Safari ≤ 17 has a smaller postMessage transferable budget than Chrome / Firefox. Single transfers above ~64 MB occasionally fail silently. The shipped pipeline already chunks plaintext to 256 KiB before AEAD, so each postMessage carries ≤ ~256 KiB + AEAD overhead — well under any known Safari limit.

If you override chunkSize, keep individual buffers below 16 MiB:

shade.encryptStream({
  streamId, streamSecret,
  chunkSize: 8 * 1024 * 1024, // 8 MiB — safe across all browsers
});

We do not officially support Safari ≤ 14 (no module workers).


SharedArrayBuffer (COOP/COEP)

The default pipeline uses ArrayBuffer transfer (zero-copy ownership hand-off). It does not require COOP/COEP headers.

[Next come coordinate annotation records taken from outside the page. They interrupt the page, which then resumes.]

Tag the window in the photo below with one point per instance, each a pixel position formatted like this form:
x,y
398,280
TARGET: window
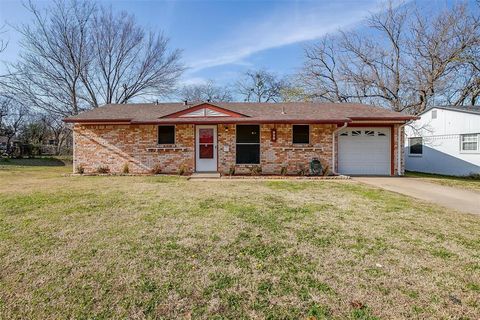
x,y
356,133
415,146
469,142
248,144
301,134
166,134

For multi-lane parallel transfers across multiple workers, you may opt in to SharedArrayBuffer for the AEAD plaintext buffers. That requires your origin to serve:

Cross-Origin-Opener-Policy: same-origin
Cross-Origin-Embedder-Policy: require-corp

SharedArrayBuffer support is gated behind a future useSharedBuffers option and is not enabled in V3.8. See docs/V4.0.md if/when this lands.


Lifecycle and rotation

const crypto = await shade.getWorkerCrypto();
await crypto.rotate();   // tear down the current worker, respawn lazily
await crypto.destroy();  // permanent — every subsequent call rejects

shade.shutdown() calls destroy() automatically. The idle-timer fires 30 seconds after the last response (configurable via configureWorkerCrypto({ idleTimeoutMs })); if the timer fires while calls are pending, it does nothing and reschedules.

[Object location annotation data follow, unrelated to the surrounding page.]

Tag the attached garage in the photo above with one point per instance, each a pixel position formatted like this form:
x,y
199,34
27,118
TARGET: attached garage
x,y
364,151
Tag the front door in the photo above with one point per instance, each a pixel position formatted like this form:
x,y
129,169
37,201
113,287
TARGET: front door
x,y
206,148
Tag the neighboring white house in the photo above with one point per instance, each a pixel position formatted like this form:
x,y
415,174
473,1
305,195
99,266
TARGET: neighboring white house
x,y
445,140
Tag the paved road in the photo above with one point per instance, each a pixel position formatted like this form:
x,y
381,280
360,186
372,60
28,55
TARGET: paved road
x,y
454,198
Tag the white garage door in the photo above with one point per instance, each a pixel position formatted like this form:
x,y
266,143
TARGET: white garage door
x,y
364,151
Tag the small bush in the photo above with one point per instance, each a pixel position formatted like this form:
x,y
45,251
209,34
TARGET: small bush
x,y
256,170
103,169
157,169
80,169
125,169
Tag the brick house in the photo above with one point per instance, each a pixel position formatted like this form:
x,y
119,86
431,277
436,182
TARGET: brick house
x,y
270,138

Threat-model considerations

  • The worker runs in the same origin and the same browsing context as the main thread. It is not a sandbox against a compromised page; any script that can eval in your tab can also postMessage to the worker. The Worker is a performance boundary, not a security boundary.
  • Lane keys derived inside the worker stay there; they are never postMessage'd to the main thread. This narrows the window during which a key sits in main-thread heap, which helps against post-mortem heap inspection by a curious extension. It does not help against an active in-page attacker.
  • randomBytes runs on the calling thread (uses crypto.getRandomValues directly). The worker has its own random source for ops that derive inside it (nonces are derived deterministically from (laneId, seq)).

For the full picture, see THREAT-MODEL.md.

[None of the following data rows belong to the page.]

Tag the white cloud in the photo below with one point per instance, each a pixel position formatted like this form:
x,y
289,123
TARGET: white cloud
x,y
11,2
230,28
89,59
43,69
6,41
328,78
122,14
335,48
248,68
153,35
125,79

Verifying main-thread budget

V3.8 acceptance: 100 MB upload in Chrome without main thread blocked

16 ms in P99.

To verify in your app:

  1. Open Chrome DevTools → Performance.
  2. Record a 100 MB upload.
  3. Inspect the main-thread flame chart. Look at "Long Tasks" and "Self time" of Shade.encryptStream.
  4. Confirm no contiguous block exceeds ~16 ms (one frame at 60 fps).

If you observe long tasks, lower chunkSize (more frequent yields) or report the trace — see docs/archive/V3.8.md for the original acceptance criteria.